The rawest strip of the scar is stinging, though. That hurts like a bitch. He wants to touch it carefully, prod it with gentle fingertips to figure out why, and then he realizes that there are tears on the good side of his face. His gloves are on the nightstand, and his cell phone's lying on the bed next to him, and then it doesn't take long to remember that he never wants to touch that fucking thing again, because it—because it's all—

Matt comes in, and the panic doubles, trebles, skyrockets exponentially in ways that Mello knows how to calculate and could and will, because shame he's still got, somehow, in ways he knows are twisted—

Matt sits down next to him, takes Mello's hand, and puts a glass of chocolate milk into it, curling Mello's bleeding fingers around it when he just stares. Just staring confirms the distantly-perceived suspicion that it's made with Hershey's syrup, because Nesquik is the Devil.
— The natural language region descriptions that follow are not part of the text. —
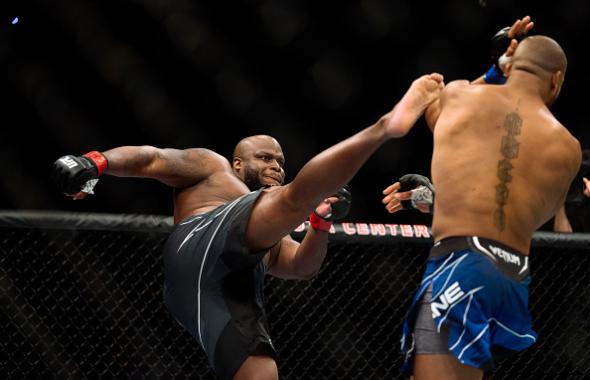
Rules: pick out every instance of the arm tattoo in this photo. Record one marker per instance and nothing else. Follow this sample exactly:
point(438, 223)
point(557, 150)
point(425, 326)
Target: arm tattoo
point(509, 150)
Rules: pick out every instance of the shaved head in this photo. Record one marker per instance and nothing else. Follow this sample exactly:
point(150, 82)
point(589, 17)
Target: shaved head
point(249, 144)
point(539, 55)
point(258, 161)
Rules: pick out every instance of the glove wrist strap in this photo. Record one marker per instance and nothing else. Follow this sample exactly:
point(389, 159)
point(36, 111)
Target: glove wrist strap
point(494, 75)
point(99, 160)
point(318, 223)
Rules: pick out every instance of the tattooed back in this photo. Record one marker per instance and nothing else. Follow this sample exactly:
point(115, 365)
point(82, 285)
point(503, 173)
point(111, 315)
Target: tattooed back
point(501, 163)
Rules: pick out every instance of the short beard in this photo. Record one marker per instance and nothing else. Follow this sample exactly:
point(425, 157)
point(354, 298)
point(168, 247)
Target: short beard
point(252, 179)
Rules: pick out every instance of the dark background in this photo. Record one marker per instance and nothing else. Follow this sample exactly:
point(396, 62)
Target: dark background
point(80, 75)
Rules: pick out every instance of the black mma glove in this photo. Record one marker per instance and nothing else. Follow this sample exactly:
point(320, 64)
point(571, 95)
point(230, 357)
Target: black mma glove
point(73, 174)
point(422, 191)
point(339, 210)
point(499, 44)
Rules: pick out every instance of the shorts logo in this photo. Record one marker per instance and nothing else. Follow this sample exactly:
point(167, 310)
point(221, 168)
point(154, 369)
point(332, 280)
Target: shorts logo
point(451, 295)
point(69, 162)
point(505, 255)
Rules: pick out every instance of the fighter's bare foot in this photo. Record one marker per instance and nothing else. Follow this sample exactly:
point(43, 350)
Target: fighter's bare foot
point(419, 96)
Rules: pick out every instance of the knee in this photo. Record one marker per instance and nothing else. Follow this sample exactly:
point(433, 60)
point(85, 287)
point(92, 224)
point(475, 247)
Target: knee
point(258, 368)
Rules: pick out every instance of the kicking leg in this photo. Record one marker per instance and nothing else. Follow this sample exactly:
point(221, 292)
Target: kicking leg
point(279, 211)
point(258, 368)
point(443, 367)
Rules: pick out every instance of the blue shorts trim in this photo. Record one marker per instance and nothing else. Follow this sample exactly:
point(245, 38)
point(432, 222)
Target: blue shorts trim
point(482, 297)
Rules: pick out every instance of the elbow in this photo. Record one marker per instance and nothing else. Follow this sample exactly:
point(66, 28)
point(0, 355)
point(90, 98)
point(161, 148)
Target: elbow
point(307, 276)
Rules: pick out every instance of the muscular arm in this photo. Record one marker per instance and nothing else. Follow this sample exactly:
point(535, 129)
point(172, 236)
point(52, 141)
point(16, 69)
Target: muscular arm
point(176, 168)
point(291, 260)
point(433, 111)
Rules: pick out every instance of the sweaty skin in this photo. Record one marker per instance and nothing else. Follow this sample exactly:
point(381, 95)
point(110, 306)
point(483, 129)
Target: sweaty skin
point(502, 163)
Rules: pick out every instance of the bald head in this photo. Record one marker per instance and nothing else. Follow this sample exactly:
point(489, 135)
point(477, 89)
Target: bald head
point(251, 143)
point(539, 55)
point(258, 161)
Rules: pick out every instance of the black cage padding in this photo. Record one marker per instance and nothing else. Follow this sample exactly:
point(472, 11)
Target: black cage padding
point(81, 297)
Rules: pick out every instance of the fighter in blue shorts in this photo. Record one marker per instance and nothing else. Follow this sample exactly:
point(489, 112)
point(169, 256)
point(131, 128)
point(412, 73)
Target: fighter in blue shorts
point(472, 302)
point(501, 166)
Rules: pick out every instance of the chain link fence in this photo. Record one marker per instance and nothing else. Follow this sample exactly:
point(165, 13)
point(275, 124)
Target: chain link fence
point(81, 297)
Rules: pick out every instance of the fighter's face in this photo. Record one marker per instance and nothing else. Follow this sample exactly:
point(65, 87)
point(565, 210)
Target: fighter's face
point(261, 168)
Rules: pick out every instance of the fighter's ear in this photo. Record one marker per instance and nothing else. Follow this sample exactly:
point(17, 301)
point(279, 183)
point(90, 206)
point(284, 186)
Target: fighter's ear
point(507, 69)
point(556, 80)
point(237, 164)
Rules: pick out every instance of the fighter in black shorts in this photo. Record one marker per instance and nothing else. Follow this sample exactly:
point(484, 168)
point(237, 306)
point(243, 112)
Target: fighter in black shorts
point(226, 237)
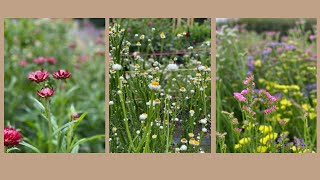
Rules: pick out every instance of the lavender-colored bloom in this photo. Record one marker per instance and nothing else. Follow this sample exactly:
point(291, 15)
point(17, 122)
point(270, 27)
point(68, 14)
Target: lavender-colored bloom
point(266, 51)
point(312, 36)
point(290, 47)
point(250, 66)
point(244, 92)
point(299, 142)
point(270, 110)
point(311, 86)
point(239, 96)
point(250, 58)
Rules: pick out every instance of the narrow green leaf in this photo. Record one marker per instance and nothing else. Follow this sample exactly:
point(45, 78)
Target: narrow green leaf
point(30, 146)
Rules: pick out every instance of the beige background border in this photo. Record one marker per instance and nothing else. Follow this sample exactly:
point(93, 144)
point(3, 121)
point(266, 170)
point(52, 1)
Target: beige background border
point(157, 166)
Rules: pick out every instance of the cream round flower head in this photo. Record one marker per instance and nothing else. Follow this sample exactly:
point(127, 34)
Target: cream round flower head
point(143, 116)
point(172, 67)
point(154, 85)
point(116, 67)
point(183, 148)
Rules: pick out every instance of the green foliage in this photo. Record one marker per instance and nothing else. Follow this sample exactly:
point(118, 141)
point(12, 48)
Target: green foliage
point(286, 68)
point(75, 50)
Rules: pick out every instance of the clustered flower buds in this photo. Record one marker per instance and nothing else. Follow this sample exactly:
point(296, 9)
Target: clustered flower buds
point(38, 76)
point(61, 74)
point(249, 96)
point(41, 76)
point(42, 60)
point(11, 137)
point(46, 92)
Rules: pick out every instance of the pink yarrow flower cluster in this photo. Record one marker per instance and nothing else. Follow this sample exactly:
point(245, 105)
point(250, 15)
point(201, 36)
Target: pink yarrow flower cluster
point(249, 96)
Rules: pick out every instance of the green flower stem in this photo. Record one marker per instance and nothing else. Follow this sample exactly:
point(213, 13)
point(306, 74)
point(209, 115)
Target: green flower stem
point(146, 132)
point(125, 112)
point(48, 112)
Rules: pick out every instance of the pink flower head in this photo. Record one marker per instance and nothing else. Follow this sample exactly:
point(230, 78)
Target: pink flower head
point(39, 60)
point(75, 115)
point(270, 110)
point(51, 60)
point(38, 76)
point(244, 92)
point(249, 80)
point(270, 97)
point(239, 96)
point(61, 74)
point(46, 92)
point(279, 50)
point(312, 36)
point(11, 137)
point(23, 62)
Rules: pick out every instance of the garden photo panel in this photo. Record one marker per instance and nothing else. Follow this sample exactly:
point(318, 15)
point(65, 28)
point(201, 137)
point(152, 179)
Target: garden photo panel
point(54, 79)
point(160, 85)
point(266, 85)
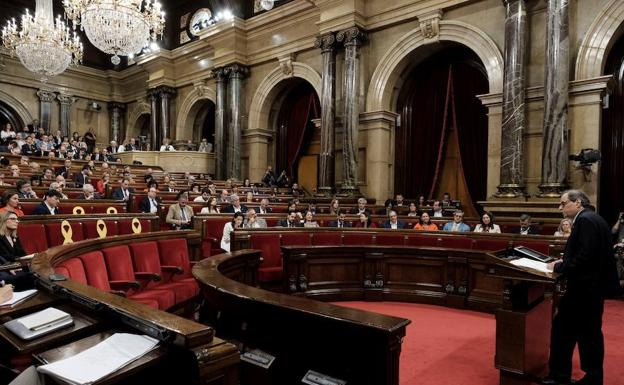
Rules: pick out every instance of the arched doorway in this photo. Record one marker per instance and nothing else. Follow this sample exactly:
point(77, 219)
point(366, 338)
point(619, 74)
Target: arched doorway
point(297, 141)
point(8, 115)
point(441, 143)
point(612, 139)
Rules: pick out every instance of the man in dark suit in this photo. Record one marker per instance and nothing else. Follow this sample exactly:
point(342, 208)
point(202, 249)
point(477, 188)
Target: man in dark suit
point(525, 227)
point(588, 265)
point(49, 206)
point(341, 220)
point(151, 202)
point(123, 192)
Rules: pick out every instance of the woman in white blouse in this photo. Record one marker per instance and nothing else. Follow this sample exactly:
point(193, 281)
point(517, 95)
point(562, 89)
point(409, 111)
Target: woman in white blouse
point(236, 223)
point(487, 224)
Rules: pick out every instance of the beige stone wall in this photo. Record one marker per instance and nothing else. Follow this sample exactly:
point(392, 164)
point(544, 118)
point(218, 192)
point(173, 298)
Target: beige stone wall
point(287, 34)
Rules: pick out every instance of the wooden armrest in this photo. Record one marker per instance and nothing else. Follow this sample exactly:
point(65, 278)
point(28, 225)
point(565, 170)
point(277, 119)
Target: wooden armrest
point(172, 269)
point(125, 285)
point(147, 275)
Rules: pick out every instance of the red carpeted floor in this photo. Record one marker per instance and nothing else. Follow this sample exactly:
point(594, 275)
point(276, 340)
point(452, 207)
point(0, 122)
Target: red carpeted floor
point(456, 347)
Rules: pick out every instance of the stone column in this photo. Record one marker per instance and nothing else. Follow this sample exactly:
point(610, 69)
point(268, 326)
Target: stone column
point(65, 118)
point(45, 108)
point(352, 39)
point(165, 93)
point(154, 129)
point(327, 181)
point(220, 115)
point(514, 107)
point(236, 74)
point(116, 123)
point(555, 145)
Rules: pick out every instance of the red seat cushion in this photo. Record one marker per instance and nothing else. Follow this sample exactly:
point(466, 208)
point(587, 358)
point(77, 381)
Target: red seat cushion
point(32, 237)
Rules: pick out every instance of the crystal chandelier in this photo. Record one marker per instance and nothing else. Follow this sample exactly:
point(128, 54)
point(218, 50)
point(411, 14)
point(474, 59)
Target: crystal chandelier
point(43, 46)
point(118, 27)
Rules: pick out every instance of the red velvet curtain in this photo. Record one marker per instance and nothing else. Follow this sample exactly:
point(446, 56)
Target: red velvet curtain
point(300, 106)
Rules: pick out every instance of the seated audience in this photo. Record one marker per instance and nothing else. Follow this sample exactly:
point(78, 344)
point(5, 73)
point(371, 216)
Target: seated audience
point(525, 227)
point(253, 221)
point(212, 207)
point(236, 223)
point(564, 229)
point(457, 223)
point(180, 215)
point(341, 220)
point(10, 202)
point(290, 221)
point(151, 202)
point(425, 224)
point(394, 222)
point(49, 206)
point(308, 220)
point(487, 224)
point(365, 221)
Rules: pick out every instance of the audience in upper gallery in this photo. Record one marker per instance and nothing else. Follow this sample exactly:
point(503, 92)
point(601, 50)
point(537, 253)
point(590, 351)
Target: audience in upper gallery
point(364, 221)
point(425, 224)
point(253, 221)
point(228, 228)
point(457, 223)
point(180, 214)
point(525, 227)
point(151, 202)
point(565, 228)
point(49, 206)
point(212, 207)
point(10, 202)
point(24, 189)
point(393, 222)
point(487, 224)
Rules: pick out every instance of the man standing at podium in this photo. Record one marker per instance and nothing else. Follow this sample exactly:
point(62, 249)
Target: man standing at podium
point(589, 268)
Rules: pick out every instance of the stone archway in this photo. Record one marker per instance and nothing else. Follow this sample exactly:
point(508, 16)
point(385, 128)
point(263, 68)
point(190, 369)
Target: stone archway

"There's another one in the fridge with brandy in it," Matt says, "but it probably tastes like shit." He shoulders Mello over a little ways, lies down on the creaking mattress, and wraps both arms around Mello's waist. The cool curved edge of the goggles digs into Mello's hip a little, but he doesn't mind as much as he expected.

Mello forces down the thorns and steel wool clogging up his throat. "Don't fucking—"

"Tell anyone?" Matt says. "Like who?" He nestles in a little closer. A droplet of condensation from the glass trails down Mello's palm. "So you've got an anxiety disorder. I've got ADHD. Near's pretty much the poster boy for agoraphobia—and probably Asperger's. He and L can divvy those up."

There are little ripples in the surface, and a few little bubbles. "I knew that if anyone figured me out, it'd be over."

"I figured you out a long time ago," Matt says, "and now it is over. And I'm glad."

The glass is cold. The distant ache in Mello's fingertips starts to differentiate itself into a throbbing. "The fact is that I was faking from the beginning. I knew that. I was never good enough."

"You were better," Matt says. "You always have been. You still are."

Mello takes a sip. Nesquik is the Devil, but the Devil's a ways off yet.

"You should have gone into the milk flavoring industry," he says.

Matt winks. The goggles make it hard to see things like that, but Mello can always tell. "Nah," he says. "I'm exactly where I should be."